Enclosed spaces solved two problems at once:
- Safety from predators. A small hollow with one opening means nothing can sneak up from behind.
- A hunting blind. Prey walks past without noticing the cat inside the enclosure.
Modern housecats no longer have predators to worry about. But the instinct didn't go away. When your cat squeezes into a box, they're doing the exact thing their ancestors did to stay alive for thousands of generations.
A 2014 study by Dutch researcher Claudia Vinke found that shelter cats with access to hiding boxes adapted to new environments significantly faster and showed lower stress hormones than cats without them. Enclosed spaces aren't a luxury for cats — they're a stress-reduction tool.

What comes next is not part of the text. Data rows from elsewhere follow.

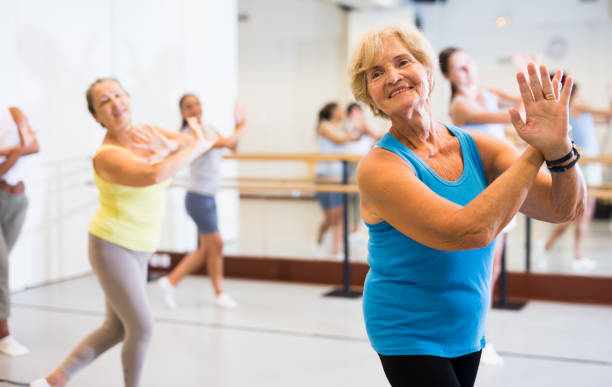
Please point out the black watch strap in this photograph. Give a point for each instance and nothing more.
(563, 159)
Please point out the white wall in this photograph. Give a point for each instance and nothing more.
(470, 25)
(292, 60)
(52, 51)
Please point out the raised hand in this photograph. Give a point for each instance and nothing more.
(239, 115)
(204, 136)
(150, 143)
(546, 126)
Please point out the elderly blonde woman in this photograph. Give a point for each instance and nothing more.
(434, 198)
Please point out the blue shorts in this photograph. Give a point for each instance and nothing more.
(203, 210)
(329, 200)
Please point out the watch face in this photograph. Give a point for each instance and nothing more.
(557, 47)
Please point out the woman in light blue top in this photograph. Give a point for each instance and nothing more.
(435, 197)
(582, 120)
(485, 110)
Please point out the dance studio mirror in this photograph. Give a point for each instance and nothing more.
(293, 59)
(335, 184)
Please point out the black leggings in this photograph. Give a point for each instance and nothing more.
(431, 371)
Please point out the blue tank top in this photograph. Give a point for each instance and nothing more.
(422, 301)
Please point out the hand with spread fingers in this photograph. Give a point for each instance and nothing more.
(150, 144)
(546, 126)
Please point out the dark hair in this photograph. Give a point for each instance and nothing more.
(444, 60)
(327, 111)
(89, 92)
(351, 106)
(184, 122)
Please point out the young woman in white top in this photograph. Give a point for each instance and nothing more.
(201, 206)
(17, 139)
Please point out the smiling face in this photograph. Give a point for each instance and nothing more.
(398, 84)
(337, 115)
(191, 107)
(462, 70)
(111, 105)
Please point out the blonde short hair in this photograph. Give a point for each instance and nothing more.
(371, 44)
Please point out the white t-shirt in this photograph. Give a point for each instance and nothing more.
(205, 172)
(9, 137)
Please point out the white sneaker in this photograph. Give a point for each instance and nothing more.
(584, 264)
(318, 250)
(11, 347)
(40, 383)
(226, 301)
(168, 291)
(490, 356)
(338, 256)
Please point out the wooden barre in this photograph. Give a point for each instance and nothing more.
(340, 188)
(289, 180)
(306, 157)
(294, 187)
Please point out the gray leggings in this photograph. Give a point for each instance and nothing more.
(12, 214)
(122, 274)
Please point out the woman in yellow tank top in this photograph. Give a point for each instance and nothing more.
(132, 169)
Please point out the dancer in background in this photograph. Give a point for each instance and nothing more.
(583, 118)
(204, 182)
(357, 126)
(485, 110)
(132, 170)
(17, 139)
(331, 139)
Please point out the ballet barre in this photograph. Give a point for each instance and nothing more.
(344, 188)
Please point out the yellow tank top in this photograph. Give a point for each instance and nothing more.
(130, 217)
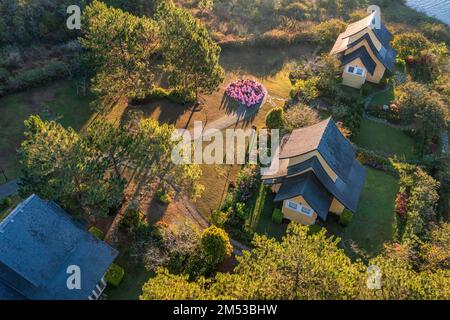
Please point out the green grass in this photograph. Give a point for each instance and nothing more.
(57, 101)
(131, 286)
(379, 137)
(372, 224)
(383, 97)
(261, 219)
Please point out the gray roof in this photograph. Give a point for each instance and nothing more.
(312, 191)
(38, 242)
(327, 139)
(386, 55)
(364, 56)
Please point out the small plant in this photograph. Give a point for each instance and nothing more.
(6, 203)
(277, 216)
(114, 275)
(131, 221)
(275, 118)
(163, 196)
(346, 218)
(97, 232)
(241, 210)
(248, 93)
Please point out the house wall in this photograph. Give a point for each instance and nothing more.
(352, 80)
(380, 68)
(297, 216)
(309, 155)
(336, 207)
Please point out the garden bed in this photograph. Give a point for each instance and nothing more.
(372, 224)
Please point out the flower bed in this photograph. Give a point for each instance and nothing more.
(248, 93)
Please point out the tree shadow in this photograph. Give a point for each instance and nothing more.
(262, 62)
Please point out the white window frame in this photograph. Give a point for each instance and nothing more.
(355, 70)
(299, 208)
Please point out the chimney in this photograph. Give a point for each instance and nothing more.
(376, 22)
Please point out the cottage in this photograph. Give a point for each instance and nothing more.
(317, 174)
(40, 246)
(364, 50)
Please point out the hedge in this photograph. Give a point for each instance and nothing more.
(114, 275)
(97, 232)
(277, 216)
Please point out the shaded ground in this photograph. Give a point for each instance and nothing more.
(261, 220)
(379, 137)
(372, 224)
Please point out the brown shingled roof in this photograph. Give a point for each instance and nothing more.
(304, 140)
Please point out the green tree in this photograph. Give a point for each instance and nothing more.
(153, 144)
(190, 55)
(216, 245)
(305, 266)
(300, 116)
(122, 49)
(275, 118)
(60, 165)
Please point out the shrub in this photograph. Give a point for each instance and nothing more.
(300, 116)
(131, 221)
(97, 232)
(275, 118)
(305, 89)
(216, 245)
(241, 210)
(346, 217)
(277, 216)
(314, 229)
(163, 196)
(114, 275)
(6, 203)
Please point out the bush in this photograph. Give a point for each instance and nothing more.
(97, 232)
(114, 275)
(306, 89)
(314, 228)
(275, 118)
(216, 245)
(346, 217)
(277, 216)
(131, 221)
(163, 196)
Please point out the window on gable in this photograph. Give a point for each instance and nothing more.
(356, 71)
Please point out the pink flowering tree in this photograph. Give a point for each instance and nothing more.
(248, 93)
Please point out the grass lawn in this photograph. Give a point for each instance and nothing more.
(131, 286)
(372, 224)
(379, 137)
(383, 97)
(56, 101)
(261, 218)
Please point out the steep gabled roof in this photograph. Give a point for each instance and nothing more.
(363, 55)
(348, 193)
(38, 242)
(310, 189)
(386, 55)
(326, 138)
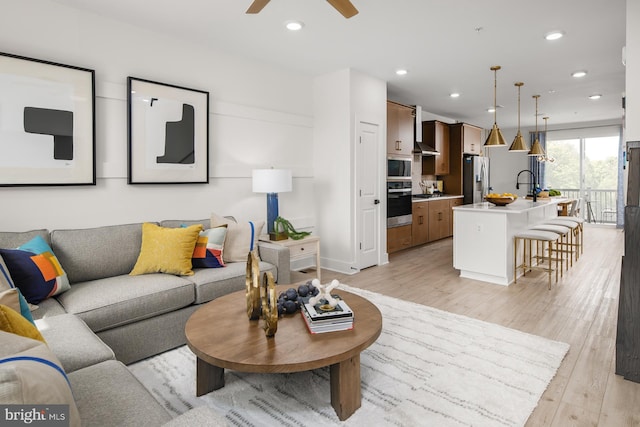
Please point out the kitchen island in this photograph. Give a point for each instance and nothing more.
(483, 236)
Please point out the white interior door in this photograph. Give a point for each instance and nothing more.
(368, 192)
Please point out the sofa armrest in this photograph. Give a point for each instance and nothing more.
(201, 416)
(279, 256)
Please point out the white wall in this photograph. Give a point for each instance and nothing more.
(260, 116)
(341, 98)
(632, 83)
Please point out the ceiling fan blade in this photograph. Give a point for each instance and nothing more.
(257, 6)
(344, 7)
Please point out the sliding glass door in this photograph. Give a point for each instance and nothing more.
(587, 167)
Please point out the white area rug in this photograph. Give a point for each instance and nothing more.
(428, 368)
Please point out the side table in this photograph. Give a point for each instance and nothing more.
(305, 247)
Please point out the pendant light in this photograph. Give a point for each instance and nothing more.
(545, 158)
(536, 148)
(495, 138)
(518, 144)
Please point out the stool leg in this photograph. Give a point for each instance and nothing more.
(515, 260)
(550, 256)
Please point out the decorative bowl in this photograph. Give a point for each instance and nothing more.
(501, 201)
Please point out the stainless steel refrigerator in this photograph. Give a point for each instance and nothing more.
(475, 178)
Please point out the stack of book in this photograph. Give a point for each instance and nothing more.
(320, 319)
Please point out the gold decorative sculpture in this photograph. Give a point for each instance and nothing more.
(269, 305)
(253, 286)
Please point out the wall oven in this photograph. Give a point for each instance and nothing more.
(398, 203)
(398, 168)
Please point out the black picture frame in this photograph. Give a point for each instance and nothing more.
(47, 123)
(168, 133)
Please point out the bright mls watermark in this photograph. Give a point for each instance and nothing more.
(34, 415)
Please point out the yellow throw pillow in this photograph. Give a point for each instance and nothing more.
(166, 250)
(14, 322)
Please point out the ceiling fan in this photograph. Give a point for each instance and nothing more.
(343, 6)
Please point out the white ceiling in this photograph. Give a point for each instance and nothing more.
(447, 46)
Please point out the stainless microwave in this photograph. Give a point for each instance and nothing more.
(398, 169)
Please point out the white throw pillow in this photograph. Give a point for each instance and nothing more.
(241, 237)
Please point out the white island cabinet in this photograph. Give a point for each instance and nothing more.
(483, 236)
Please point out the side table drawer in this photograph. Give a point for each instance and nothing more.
(303, 249)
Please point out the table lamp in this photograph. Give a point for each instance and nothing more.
(272, 182)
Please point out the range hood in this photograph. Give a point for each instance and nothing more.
(421, 147)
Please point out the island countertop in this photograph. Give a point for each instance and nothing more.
(419, 198)
(517, 207)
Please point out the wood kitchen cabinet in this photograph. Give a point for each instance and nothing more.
(420, 224)
(436, 134)
(400, 133)
(469, 136)
(439, 219)
(398, 238)
(452, 203)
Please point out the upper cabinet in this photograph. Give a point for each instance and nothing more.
(400, 138)
(469, 136)
(436, 134)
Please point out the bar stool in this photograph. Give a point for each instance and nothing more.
(579, 232)
(528, 237)
(563, 242)
(575, 236)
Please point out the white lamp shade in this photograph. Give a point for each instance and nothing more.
(271, 180)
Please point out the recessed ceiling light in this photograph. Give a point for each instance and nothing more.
(554, 35)
(294, 25)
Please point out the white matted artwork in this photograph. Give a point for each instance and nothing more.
(47, 123)
(168, 133)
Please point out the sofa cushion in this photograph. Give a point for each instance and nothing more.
(108, 394)
(211, 283)
(5, 278)
(35, 269)
(209, 249)
(14, 299)
(107, 303)
(13, 239)
(30, 374)
(166, 250)
(73, 343)
(175, 223)
(47, 308)
(96, 253)
(13, 322)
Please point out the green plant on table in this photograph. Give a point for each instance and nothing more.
(284, 225)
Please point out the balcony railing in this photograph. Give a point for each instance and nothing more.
(598, 205)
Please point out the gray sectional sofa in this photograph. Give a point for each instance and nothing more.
(109, 319)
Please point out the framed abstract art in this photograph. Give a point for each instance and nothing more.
(47, 123)
(168, 133)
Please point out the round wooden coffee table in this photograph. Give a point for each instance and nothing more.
(222, 337)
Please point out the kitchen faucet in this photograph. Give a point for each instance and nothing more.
(535, 182)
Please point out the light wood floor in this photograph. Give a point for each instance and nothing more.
(580, 310)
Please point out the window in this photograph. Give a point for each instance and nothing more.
(586, 165)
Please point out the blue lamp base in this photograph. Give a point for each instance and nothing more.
(272, 211)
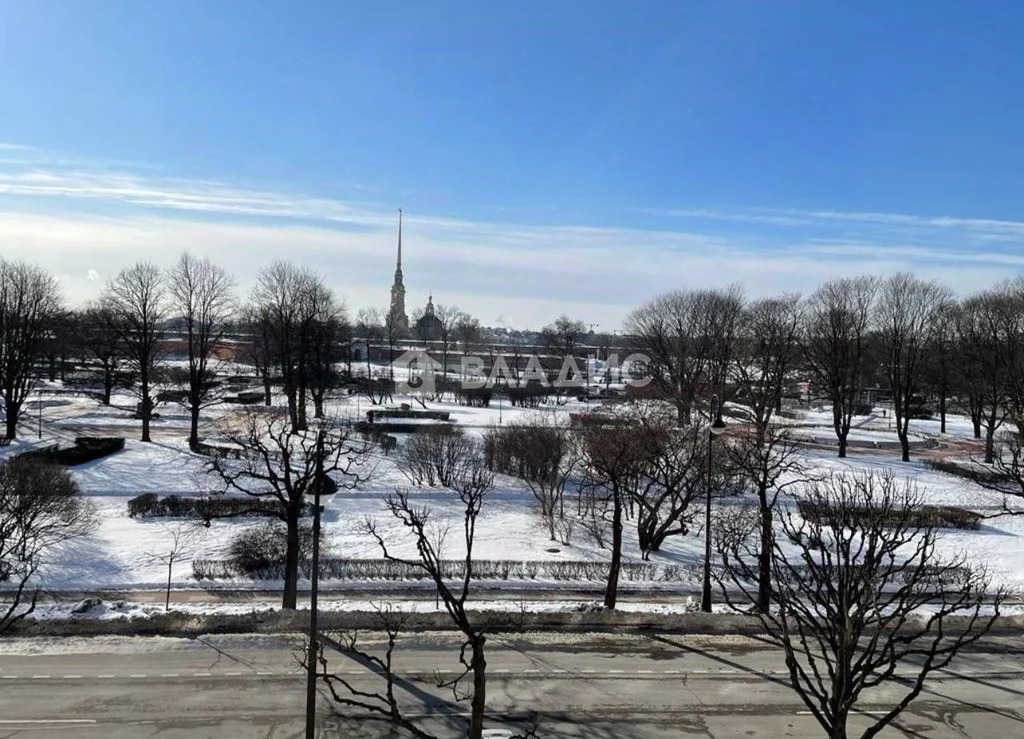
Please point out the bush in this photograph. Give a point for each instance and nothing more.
(86, 448)
(206, 508)
(437, 455)
(931, 516)
(259, 551)
(983, 477)
(258, 554)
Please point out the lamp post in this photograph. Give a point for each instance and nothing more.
(313, 585)
(717, 427)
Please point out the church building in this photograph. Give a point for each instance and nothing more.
(428, 327)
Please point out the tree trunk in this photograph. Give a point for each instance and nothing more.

The thermal reason: boxes are warm
There's a second, simpler reason cats love enclosed spaces: they're warm. Cats are most comfortable at around 86-97°F (30-36°C) — significantly warmer than most human homes. Enclosed spaces trap body heat, creating a pocket of warmth that open beds can't match.
This is why self-warming cave beds work so well. They combine the psychological security of an enclosed space with thermal efficiency — a double win for your cat's comfort.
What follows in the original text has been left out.